Specters haunt our political discourse. For decades, Republicans have tried to frame their Democrat opponents as the next Jimmy Carter. For a couple of generations, Democrats tried to paint every Republican as another Herbert Hoover. But as the voters who lived through those disastrous presidencies have died off, the tactic has lost its emotional connection to the electorate’s personal experiences and become less useful. My parents were in high school during the Hoover administration; I wasn’t born until after World War II. Their understanding of the early years of the Great Depression are personal; mine are second hand. Similarly, my son was born during the Reagan Administration, so he has no memories of Jimmy Carter as President.
Thus, it would seem that we should see the Republican’s running against Carter to peter out over the next few years just as the Democrats have given Hoover a rest.
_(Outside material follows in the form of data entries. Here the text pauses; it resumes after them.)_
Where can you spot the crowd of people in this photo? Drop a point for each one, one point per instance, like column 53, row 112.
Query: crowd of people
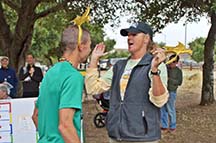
column 29, row 75
column 142, row 88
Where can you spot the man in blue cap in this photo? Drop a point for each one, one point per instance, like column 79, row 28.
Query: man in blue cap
column 137, row 87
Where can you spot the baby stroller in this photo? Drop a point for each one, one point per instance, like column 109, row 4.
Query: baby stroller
column 103, row 100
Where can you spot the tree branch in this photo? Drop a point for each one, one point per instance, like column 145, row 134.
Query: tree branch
column 53, row 9
column 12, row 5
column 5, row 33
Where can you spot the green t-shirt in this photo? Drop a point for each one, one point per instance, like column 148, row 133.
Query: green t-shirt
column 61, row 88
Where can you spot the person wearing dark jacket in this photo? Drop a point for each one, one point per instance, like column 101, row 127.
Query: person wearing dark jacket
column 8, row 76
column 30, row 76
column 137, row 86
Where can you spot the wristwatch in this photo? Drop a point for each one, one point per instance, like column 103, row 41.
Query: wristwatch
column 155, row 73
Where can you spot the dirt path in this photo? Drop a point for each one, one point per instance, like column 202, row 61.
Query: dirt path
column 195, row 124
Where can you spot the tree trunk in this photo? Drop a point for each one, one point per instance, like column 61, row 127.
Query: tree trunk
column 208, row 66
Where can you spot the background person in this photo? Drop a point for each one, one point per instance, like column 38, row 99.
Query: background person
column 31, row 76
column 4, row 91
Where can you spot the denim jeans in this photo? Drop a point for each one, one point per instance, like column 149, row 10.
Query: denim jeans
column 168, row 112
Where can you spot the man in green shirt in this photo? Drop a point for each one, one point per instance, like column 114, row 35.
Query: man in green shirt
column 57, row 114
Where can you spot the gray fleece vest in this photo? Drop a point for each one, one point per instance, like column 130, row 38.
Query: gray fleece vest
column 135, row 118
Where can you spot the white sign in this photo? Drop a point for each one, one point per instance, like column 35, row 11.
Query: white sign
column 16, row 125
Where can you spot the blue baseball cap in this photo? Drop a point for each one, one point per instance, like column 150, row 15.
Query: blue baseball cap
column 140, row 27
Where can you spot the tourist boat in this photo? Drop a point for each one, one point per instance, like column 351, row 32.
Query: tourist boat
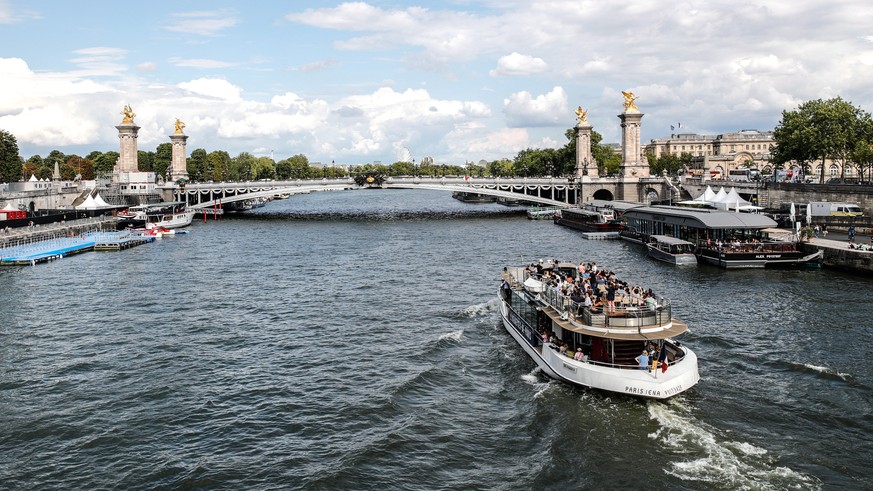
column 755, row 254
column 671, row 250
column 726, row 239
column 610, row 341
column 542, row 213
column 170, row 215
column 468, row 197
column 589, row 220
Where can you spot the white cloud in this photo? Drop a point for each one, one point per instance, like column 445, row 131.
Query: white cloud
column 202, row 23
column 518, row 64
column 524, row 110
column 213, row 87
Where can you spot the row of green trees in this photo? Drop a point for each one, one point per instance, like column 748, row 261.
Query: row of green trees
column 822, row 130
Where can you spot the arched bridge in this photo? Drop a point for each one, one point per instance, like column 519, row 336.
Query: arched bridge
column 545, row 191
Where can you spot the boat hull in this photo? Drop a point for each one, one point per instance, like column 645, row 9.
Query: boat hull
column 677, row 259
column 639, row 383
column 737, row 260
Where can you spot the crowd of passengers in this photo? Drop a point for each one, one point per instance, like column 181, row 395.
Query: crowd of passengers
column 593, row 289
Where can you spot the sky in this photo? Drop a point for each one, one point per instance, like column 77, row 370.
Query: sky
column 455, row 80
Except that it appears that the Democrats are so desperate for something to run on that they’re bring back comparing their opposition to Hoover. Bret Stephens has a piece over at the New York Times called Herbert Hoover’s Ghost comparing President Trump’s tariff policies with the Smoot-Hawley disaster of the early 1930’s. Of course, the world economy is very different today than it was in 1930, so even if Trump’s policies are mistaken (and I think some are), his tariffs won’t cause world trade to contract by over 60 percent as happened almost 90 years ago. Indeed, the weak recovery from 2009 to 2017 was quite similar to the weak recovery from 1933 to 1941. Yet, Stephens predicts:
The darker echoes of the 1930s are sounding louder. The shadow of Hoover grows longer. We know how this movie ends.
If the recent past is prolog, I expect the movie’s script to end with a plot twist the says the Trump’s policies were the result of collusion with the Russians and fully outlined in the emails that were missing from the server in Hillary Clinton’s bathroom. I also expect that movie’s script will not reflect what happens in the Real World.